Initially, quarantining methodologies were mostly limited to ships arriving from infected ports. Nowadays quarantining has been taken up a notch. It can even be compared to cordon sanitaire, where the movement of masses of people is restricted at the same time. In Wuhan, the Chinese government effectively cordoned the entire city by cutting off transport linkages to and from the city.

These incidents reflect just the tip of the iceberg. The pertinent question that arises here is the validity of these actions from quarantined people’s point of view. The friction between the right to movement as a basic right and public health can be observed in Article 12 ICCPR. While sections (1) and (2) guarantee freedom of movement, section (3) clearly mentions that these rights are not absolute and can be restricted on reasonable grounds. The fine line between what is reasonable and unreasonable allows States to mould this Article according to their whims and fancies.

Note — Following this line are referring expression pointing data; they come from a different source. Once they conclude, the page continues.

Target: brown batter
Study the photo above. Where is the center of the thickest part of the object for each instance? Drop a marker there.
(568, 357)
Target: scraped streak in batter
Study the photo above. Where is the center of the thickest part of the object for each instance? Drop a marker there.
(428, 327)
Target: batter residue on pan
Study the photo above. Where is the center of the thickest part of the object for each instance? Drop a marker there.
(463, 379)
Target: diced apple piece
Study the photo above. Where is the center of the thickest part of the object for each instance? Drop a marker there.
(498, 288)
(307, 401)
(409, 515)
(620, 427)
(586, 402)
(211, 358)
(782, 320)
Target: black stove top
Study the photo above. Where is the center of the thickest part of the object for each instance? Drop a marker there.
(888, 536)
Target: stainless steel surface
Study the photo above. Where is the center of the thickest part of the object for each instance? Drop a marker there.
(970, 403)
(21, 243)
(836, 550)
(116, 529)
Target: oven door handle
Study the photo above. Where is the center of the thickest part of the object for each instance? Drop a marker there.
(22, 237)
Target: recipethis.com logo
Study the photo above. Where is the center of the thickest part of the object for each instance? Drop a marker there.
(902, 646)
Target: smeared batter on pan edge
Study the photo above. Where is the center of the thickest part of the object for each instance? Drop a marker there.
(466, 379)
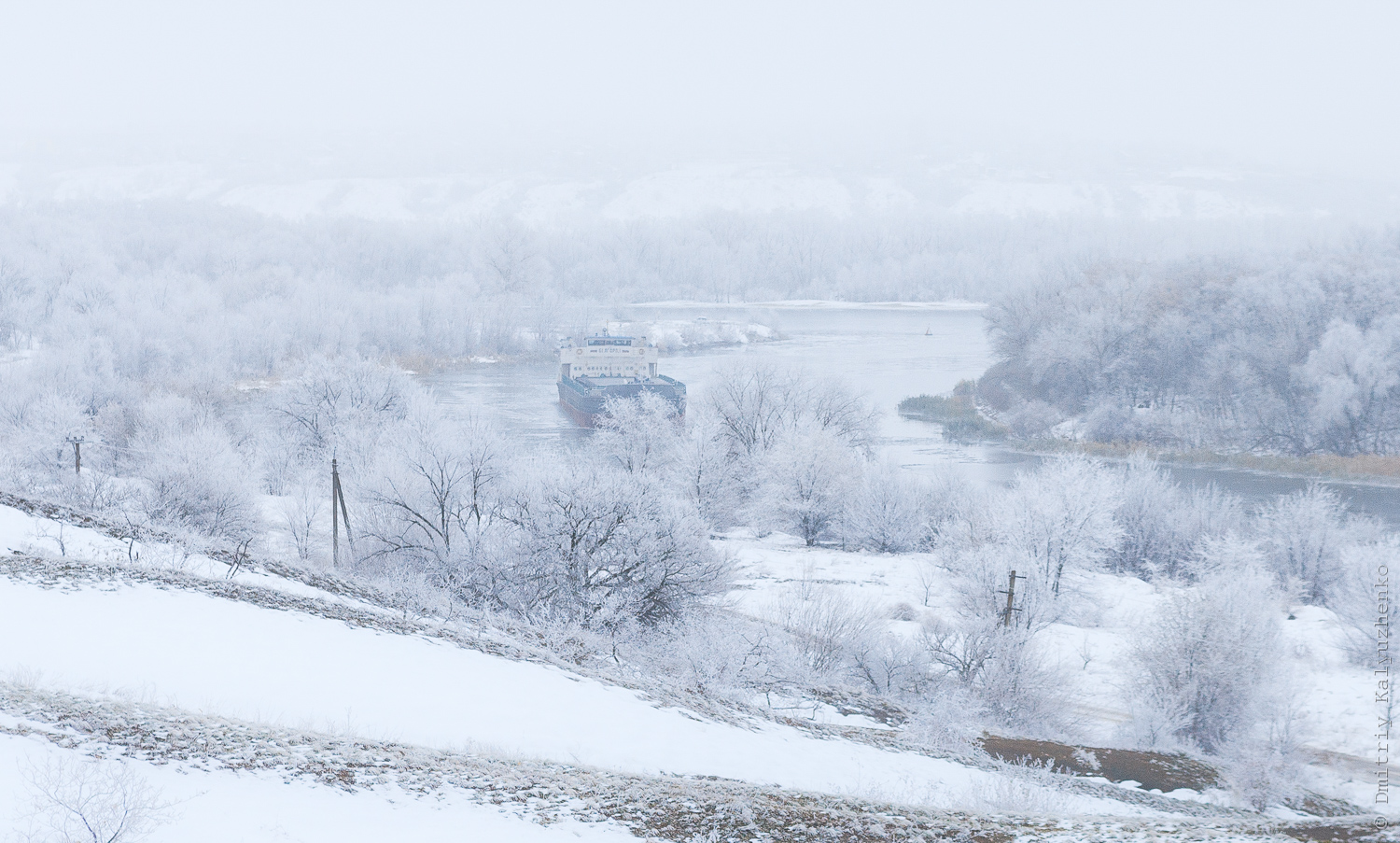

The situation declined when foreign residents of Wuhan were ‘evacuated’ by their home countries just to get quarantined in a section of an air reserve base. The breach of trust engendered by such practices leads to scepticism among those quarantined regarding their basic human rights. Indirectly coercing people into quarantines in unsuitable locations can intensify panic amongst the concentrated crowd and create another viral hub.

The upshot

In this perplexing dichotomy between individual human rights and public health, a level playing field is necessary to obtain a balanced solution. To counter reckless quarantining of masses of people, the WHO should cooperate with countries to devise country-specific quarantine plans, based on the socio-economic conditions of a State. This would ease the tension between human rights and public health to a certain extent. Another probable solution would be to encourage the practice of self-quarantining of asymptomatic persons. Instead of forcing them into quarantines with symptomatic and infected people, they should be directed to stay at their homes and should be provided appropriate means of protection against the virus. Quarantines should be used as a last resort and should be planned with technological, administrative and medical expertise. After all, saving human lives at the expense of human rights only serves half the purpose.

 

Eukti Garg and Abhijeet Vaishnav are LL.B. students at the Rajiv Gandhi National University of Law (RGNUL) in Patiala, India.

 

Cite as: Eukti Garg & Abhijeet Vaishnav, “40 days and 40 nights. Human rights in the wake of the coronavirus outbreak and quarantines”, 5 March 2020, doi: 10.17176/20200305-094814-0.